Maine tourism weathering U.S.-Canada trade war

The trade war and tough talk between the United States and Canada don't appear to be dampening Maine's tourism business, according to reports from the Bangor Daily News and the Associated Press.

On May 31, the Trump Administration placed tariffs on Canadian steel and aluminum, prompting Canada to impose tariffs of its own earlier this month. Historically cordial neighbors, the two countries have also swapped diplomatic barbs, such as President Trump's description of Canadian Prime Minister Justin Trudeau as "weak" and "dishonest."

But Maine's hotel and restaurant operators don't seem to notice any fallout from the feud.

"I think the fears related to Maine tourism are overstated," Steve Hewins, president and chief executive officer of the Maine Restaurant Association and the Maine Innkeepers Association, told the BDN. "I've not heard that there's an issue with Canadians coming here. Canadian tourism has always been strong for Maine."

Detailed tourism statistics won't be available until later this year.

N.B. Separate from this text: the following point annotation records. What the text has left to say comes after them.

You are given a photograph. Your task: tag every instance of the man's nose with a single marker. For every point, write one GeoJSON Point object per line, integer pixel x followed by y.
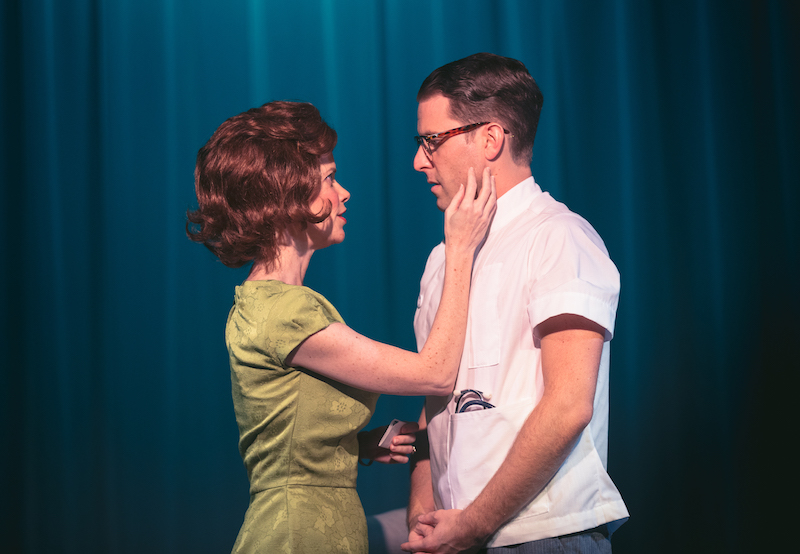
{"type": "Point", "coordinates": [421, 160]}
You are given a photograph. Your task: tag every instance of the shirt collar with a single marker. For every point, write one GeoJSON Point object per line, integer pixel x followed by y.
{"type": "Point", "coordinates": [514, 202]}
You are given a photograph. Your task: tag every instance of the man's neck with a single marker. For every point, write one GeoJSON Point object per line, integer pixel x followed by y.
{"type": "Point", "coordinates": [510, 176]}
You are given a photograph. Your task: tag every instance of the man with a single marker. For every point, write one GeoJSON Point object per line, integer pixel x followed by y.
{"type": "Point", "coordinates": [518, 451]}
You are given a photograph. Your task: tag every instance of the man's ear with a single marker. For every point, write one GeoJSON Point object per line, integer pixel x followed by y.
{"type": "Point", "coordinates": [495, 139]}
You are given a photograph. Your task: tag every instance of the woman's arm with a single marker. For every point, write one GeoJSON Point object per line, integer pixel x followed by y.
{"type": "Point", "coordinates": [342, 354]}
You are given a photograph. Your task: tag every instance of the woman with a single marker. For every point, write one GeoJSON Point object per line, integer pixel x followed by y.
{"type": "Point", "coordinates": [303, 382]}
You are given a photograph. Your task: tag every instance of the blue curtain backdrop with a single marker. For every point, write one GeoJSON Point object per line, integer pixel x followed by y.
{"type": "Point", "coordinates": [671, 126]}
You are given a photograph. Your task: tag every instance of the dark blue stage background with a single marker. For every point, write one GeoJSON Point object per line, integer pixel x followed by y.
{"type": "Point", "coordinates": [673, 127]}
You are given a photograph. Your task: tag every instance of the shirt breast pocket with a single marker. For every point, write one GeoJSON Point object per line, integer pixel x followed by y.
{"type": "Point", "coordinates": [484, 318]}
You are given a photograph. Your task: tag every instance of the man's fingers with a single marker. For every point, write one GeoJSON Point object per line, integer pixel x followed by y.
{"type": "Point", "coordinates": [472, 186]}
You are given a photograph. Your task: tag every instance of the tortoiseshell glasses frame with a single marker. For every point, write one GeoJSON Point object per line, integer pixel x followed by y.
{"type": "Point", "coordinates": [430, 143]}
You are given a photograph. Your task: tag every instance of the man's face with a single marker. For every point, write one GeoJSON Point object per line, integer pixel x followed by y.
{"type": "Point", "coordinates": [446, 168]}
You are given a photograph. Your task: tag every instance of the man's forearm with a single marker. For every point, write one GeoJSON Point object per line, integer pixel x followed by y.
{"type": "Point", "coordinates": [421, 496]}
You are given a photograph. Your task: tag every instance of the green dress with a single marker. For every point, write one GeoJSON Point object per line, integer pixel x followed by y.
{"type": "Point", "coordinates": [297, 429]}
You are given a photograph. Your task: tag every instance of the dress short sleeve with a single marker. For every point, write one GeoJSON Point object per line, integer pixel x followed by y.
{"type": "Point", "coordinates": [298, 314]}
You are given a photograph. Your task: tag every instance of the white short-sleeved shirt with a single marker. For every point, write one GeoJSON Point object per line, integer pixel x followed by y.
{"type": "Point", "coordinates": [539, 260]}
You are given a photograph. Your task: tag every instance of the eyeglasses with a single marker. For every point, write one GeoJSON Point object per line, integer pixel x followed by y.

And it's still early in the summer season, when Canadians typically flock to Maine. But they appear to be flocking at Joseph's By The Sea, a restaurant in Old Orchard Beach, long a popular destination for Quebec visitors.

Usually during the summer season, 35% to 40% of the restaurant's patrons travel from Canada, and the percentage this year is about the same, according to General Manager Erica Stagg.

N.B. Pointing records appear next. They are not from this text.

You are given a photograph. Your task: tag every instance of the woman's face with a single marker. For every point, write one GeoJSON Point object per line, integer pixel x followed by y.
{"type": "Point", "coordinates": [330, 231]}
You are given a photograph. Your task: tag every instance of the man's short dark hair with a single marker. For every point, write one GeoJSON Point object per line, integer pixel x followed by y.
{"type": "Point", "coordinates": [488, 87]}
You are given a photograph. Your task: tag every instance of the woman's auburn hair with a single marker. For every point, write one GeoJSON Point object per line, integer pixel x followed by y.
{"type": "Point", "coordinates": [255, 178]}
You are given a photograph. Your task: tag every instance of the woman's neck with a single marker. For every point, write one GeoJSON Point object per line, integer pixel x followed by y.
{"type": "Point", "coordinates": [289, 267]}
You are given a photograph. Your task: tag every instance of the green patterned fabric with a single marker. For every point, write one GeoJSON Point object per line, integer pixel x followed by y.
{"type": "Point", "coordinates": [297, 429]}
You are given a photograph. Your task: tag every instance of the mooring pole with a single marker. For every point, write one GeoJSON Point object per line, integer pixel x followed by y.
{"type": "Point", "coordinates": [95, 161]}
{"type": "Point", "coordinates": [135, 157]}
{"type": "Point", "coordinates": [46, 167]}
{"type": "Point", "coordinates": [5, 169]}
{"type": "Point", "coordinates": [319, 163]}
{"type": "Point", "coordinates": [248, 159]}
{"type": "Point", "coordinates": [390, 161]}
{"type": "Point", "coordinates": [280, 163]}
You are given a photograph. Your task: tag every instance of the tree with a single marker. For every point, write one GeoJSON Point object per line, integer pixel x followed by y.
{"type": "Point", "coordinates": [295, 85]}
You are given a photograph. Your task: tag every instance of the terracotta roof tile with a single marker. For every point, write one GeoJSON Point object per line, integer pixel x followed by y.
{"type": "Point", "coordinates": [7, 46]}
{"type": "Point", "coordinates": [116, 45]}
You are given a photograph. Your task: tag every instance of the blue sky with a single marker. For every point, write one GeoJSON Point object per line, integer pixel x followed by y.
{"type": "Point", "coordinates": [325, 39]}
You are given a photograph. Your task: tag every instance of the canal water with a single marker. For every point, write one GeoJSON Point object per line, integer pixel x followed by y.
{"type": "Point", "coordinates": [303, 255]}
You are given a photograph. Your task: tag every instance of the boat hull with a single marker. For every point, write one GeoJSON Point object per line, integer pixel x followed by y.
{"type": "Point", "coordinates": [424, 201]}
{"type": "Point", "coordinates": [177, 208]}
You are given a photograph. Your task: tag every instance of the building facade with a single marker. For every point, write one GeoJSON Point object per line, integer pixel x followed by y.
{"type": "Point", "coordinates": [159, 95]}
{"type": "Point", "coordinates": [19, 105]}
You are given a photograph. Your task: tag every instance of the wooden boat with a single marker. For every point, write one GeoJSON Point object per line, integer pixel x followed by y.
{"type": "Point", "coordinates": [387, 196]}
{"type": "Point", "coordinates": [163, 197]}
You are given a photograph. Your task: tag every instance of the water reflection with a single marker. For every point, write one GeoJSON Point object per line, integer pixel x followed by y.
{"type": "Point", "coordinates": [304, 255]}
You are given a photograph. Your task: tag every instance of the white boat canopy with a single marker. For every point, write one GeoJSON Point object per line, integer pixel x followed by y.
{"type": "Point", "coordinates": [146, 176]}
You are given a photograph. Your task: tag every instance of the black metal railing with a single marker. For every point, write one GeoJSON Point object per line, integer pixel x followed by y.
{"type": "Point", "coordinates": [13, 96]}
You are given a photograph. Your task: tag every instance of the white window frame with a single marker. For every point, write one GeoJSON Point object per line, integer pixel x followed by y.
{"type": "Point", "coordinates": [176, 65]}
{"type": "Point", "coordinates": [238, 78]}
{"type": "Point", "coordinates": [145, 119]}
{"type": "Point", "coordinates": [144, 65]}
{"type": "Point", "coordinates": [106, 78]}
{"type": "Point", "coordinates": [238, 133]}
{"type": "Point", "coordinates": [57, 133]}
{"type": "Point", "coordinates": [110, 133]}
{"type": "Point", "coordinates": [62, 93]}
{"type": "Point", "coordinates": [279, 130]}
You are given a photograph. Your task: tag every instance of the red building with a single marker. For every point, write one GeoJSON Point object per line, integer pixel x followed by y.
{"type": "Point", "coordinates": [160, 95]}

"It's been a very busy season so far," she said in an interview with the BDN, although she noted that "the season is only two weeks in."

Fred Kennedy, owner of Alouette Beach Resort in Old Orchard Beach, said reservations have already been strong and that he's not worried about the impact of U.S.-Canada relations.

"I think this is going to blow over. By this time next year, things will be patched up," he told the AP.

Hewins said that Maine's lodging business grew 20.9% in the first four months of 2018, compared to the same period last year, with total revenues of more than $137 million.

Although there's no breakdown about where the visitors are coming from, a national number could offer a clue. Border-crossing data from Canada show that the number of Canadian motorists returning from the U.S. in June increased 12.7% over 2017, the AP reported.

Tourism is a large industry for Maine, with an economic impact of $9 billion last year, according to the state's Office of Tourism. An estimated 36.7 million tourists visited Maine in 2017, including 4.1 million from Canada.